Total comp sale was flat for Q2 as strength in Old Navy (+4%) was offset by the weakness in Gap (-5%). Banana Republic closed the quarter with flat comps. Monthly comps points to an unstable demand environment with Gap saw -3/-7/-2% for the 3 months of the quarter and Banana Republic saw a bigger swing in comps with +3/-7/+6%. The volatility could indicate that the months with better comps were driven by promotional activities, which I view as unsustainable. I will be more constructive with the stock once I see a stable demand in the core brand and the upcoming back-to-school season could provide investors with vital clues on whether such stability can be achieved.

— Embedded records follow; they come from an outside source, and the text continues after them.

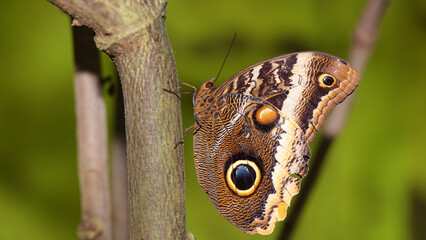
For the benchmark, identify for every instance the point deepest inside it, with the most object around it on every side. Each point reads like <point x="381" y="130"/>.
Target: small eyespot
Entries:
<point x="326" y="80"/>
<point x="243" y="177"/>
<point x="266" y="115"/>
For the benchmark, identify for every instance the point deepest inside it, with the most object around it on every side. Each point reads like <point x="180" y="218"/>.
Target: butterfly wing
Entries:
<point x="251" y="148"/>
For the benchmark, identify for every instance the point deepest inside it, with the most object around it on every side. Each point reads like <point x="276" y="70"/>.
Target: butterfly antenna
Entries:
<point x="227" y="54"/>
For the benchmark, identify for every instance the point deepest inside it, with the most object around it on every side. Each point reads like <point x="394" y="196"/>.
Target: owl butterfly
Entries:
<point x="252" y="133"/>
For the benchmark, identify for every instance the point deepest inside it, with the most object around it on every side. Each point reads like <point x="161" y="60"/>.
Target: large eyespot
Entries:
<point x="326" y="80"/>
<point x="243" y="177"/>
<point x="265" y="118"/>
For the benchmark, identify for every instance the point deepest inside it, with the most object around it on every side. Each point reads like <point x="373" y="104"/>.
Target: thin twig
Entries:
<point x="363" y="43"/>
<point x="91" y="139"/>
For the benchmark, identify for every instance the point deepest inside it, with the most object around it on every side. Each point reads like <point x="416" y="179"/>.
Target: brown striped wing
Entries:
<point x="231" y="138"/>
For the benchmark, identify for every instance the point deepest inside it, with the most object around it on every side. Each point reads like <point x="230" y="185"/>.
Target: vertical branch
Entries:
<point x="155" y="168"/>
<point x="133" y="33"/>
<point x="363" y="41"/>
<point x="91" y="139"/>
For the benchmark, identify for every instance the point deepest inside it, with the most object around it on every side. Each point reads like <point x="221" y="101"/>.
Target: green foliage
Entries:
<point x="372" y="186"/>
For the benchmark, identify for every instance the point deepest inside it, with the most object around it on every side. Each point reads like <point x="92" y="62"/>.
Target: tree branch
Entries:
<point x="363" y="42"/>
<point x="91" y="139"/>
<point x="133" y="34"/>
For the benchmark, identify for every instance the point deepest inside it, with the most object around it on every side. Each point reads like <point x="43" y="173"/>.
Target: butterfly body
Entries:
<point x="251" y="145"/>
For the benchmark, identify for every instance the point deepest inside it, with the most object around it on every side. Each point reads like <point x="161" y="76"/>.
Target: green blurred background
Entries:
<point x="372" y="186"/>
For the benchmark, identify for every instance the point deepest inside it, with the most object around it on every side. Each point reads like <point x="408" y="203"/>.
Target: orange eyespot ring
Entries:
<point x="326" y="80"/>
<point x="266" y="115"/>
<point x="243" y="177"/>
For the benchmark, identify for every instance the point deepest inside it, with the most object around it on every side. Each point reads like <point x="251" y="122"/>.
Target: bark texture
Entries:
<point x="133" y="34"/>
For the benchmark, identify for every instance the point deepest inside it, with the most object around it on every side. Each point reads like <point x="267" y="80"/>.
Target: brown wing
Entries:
<point x="233" y="140"/>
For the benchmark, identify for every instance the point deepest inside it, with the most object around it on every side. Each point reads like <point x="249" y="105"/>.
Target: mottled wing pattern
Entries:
<point x="251" y="166"/>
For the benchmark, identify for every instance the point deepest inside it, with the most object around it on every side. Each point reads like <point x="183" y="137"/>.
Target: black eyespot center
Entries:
<point x="209" y="85"/>
<point x="243" y="176"/>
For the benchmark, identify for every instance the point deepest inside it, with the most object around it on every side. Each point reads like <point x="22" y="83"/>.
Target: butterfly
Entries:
<point x="252" y="133"/>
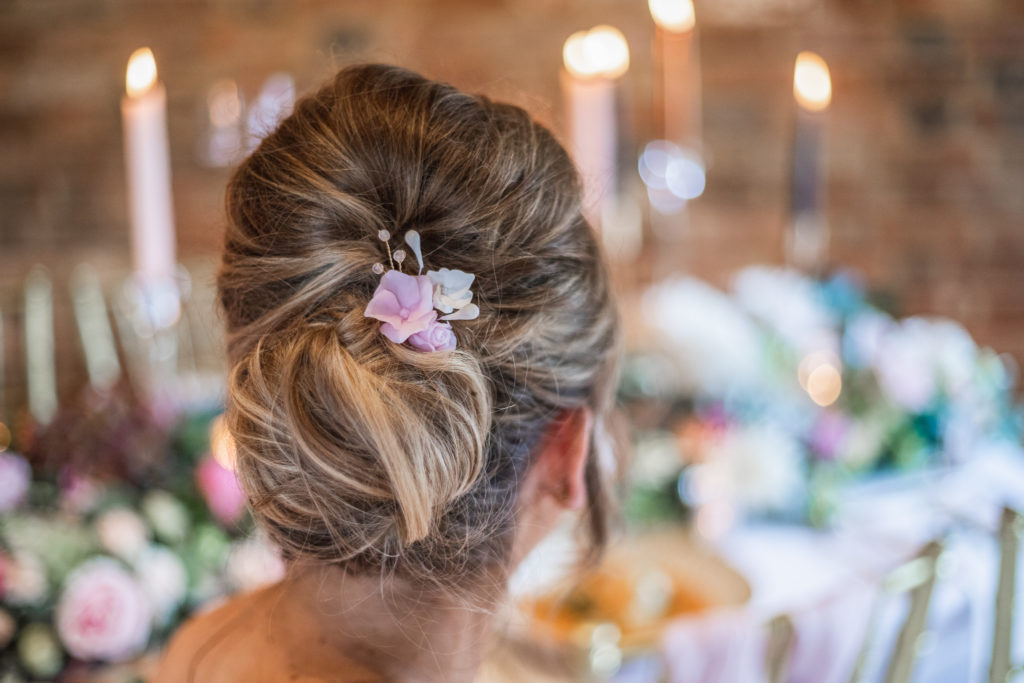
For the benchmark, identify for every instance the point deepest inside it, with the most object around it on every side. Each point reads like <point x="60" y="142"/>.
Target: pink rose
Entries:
<point x="403" y="303"/>
<point x="14" y="478"/>
<point x="437" y="337"/>
<point x="103" y="613"/>
<point x="220" y="488"/>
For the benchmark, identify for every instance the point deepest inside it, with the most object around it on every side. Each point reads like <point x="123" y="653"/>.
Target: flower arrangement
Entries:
<point x="769" y="398"/>
<point x="99" y="568"/>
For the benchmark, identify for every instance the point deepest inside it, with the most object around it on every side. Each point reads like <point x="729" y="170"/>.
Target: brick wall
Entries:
<point x="926" y="135"/>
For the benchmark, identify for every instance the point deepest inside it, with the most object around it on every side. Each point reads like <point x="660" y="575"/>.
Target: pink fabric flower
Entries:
<point x="103" y="613"/>
<point x="438" y="337"/>
<point x="403" y="303"/>
<point x="14" y="477"/>
<point x="220" y="488"/>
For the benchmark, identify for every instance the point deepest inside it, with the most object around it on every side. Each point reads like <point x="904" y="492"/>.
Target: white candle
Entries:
<point x="812" y="89"/>
<point x="40" y="359"/>
<point x="143" y="113"/>
<point x="593" y="62"/>
<point x="679" y="75"/>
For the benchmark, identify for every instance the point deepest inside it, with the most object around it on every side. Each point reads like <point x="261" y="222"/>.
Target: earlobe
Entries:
<point x="563" y="458"/>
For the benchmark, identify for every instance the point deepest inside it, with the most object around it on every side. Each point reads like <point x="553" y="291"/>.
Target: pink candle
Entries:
<point x="593" y="62"/>
<point x="808" y="239"/>
<point x="679" y="81"/>
<point x="143" y="113"/>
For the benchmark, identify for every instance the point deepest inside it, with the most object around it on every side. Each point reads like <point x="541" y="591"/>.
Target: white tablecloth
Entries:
<point x="827" y="582"/>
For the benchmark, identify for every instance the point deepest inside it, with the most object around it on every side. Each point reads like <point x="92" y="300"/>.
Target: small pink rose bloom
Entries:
<point x="220" y="488"/>
<point x="403" y="303"/>
<point x="14" y="478"/>
<point x="102" y="613"/>
<point x="438" y="337"/>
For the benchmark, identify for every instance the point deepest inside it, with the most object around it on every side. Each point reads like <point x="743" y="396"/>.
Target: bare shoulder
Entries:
<point x="180" y="660"/>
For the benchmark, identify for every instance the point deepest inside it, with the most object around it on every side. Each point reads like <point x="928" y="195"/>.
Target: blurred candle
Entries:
<point x="143" y="113"/>
<point x="594" y="60"/>
<point x="40" y="359"/>
<point x="679" y="76"/>
<point x="223" y="144"/>
<point x="812" y="89"/>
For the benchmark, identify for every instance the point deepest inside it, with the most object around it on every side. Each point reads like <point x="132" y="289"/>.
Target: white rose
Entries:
<point x="167" y="516"/>
<point x="102" y="613"/>
<point x="164" y="581"/>
<point x="451" y="289"/>
<point x="254" y="562"/>
<point x="24" y="579"/>
<point x="122" y="532"/>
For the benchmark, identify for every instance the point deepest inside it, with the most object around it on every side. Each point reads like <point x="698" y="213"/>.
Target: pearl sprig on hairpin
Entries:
<point x="404" y="304"/>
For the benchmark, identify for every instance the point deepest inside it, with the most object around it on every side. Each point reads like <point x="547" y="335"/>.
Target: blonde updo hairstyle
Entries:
<point x="371" y="455"/>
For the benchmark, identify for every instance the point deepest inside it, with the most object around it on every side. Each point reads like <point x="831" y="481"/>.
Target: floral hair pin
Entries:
<point x="406" y="304"/>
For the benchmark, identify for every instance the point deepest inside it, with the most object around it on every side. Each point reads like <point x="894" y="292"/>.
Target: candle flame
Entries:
<point x="674" y="15"/>
<point x="602" y="51"/>
<point x="820" y="377"/>
<point x="141" y="73"/>
<point x="811" y="83"/>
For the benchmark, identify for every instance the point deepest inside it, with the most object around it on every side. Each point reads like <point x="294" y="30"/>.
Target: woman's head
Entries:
<point x="372" y="455"/>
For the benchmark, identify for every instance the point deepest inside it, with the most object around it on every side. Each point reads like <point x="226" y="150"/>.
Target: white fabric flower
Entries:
<point x="451" y="289"/>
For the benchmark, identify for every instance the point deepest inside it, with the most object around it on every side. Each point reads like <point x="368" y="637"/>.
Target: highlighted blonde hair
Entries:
<point x="359" y="452"/>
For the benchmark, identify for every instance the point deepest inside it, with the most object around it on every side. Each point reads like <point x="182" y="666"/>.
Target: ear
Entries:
<point x="561" y="461"/>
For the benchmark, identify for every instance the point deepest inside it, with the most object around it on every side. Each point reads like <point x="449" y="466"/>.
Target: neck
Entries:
<point x="385" y="626"/>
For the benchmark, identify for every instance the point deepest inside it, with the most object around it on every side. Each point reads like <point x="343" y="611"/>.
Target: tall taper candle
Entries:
<point x="809" y="235"/>
<point x="143" y="113"/>
<point x="593" y="61"/>
<point x="679" y="75"/>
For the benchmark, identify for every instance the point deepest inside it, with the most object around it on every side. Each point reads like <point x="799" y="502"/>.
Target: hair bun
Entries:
<point x="356" y="450"/>
<point x="378" y="445"/>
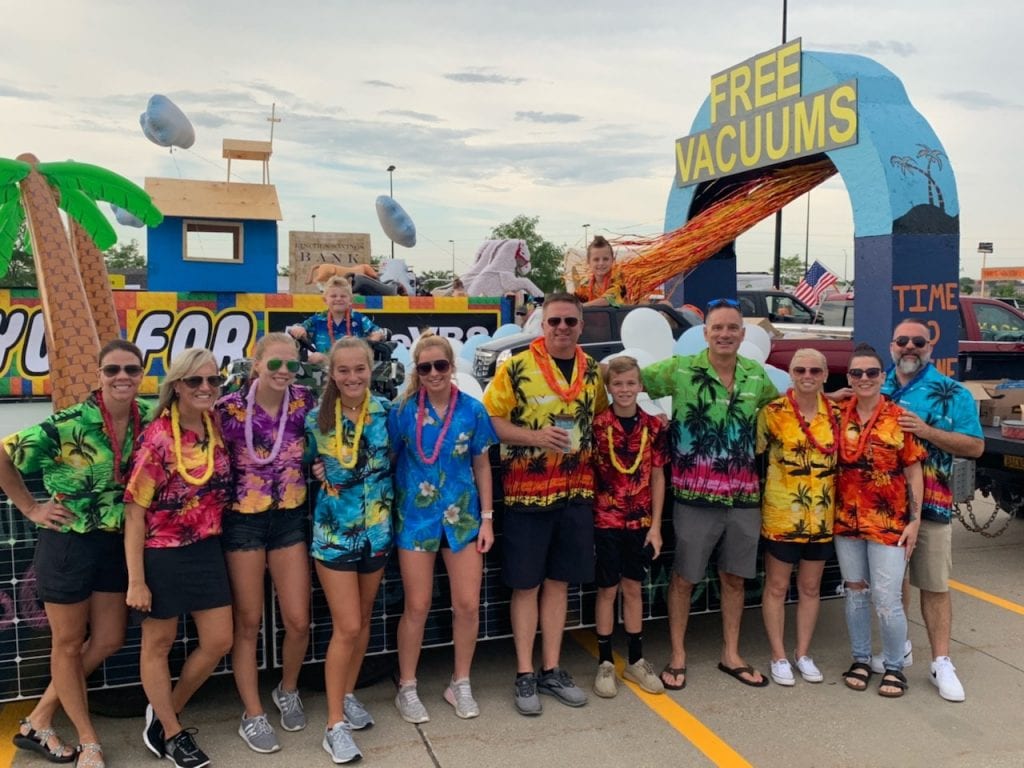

Gross margin to remain weak in the near-term

I expect gross margin to remain soft in the near-term as the company is unlikely to pullback on promotional activities. That said, investors can expect further margin pressure as Gap attempts to lower its inventory growth so that it is on par with that of the sales growth. Once the inventory is cleared up, margin expansion could follow due to the increased efficiency from the earlier investment in supply chain and infrastructure. On my observation, the company has made solid progress on improving its supply chain management to reduce raw material lead-time and improve the time to market to respond to consumer demand. This is critical in that Gap could achieve margin expansion in the second half of the year and effectively compete against the other fast fashion brands such as Zara and H&M. However, given the near-term headwind, I am remaining on the sidelines for now.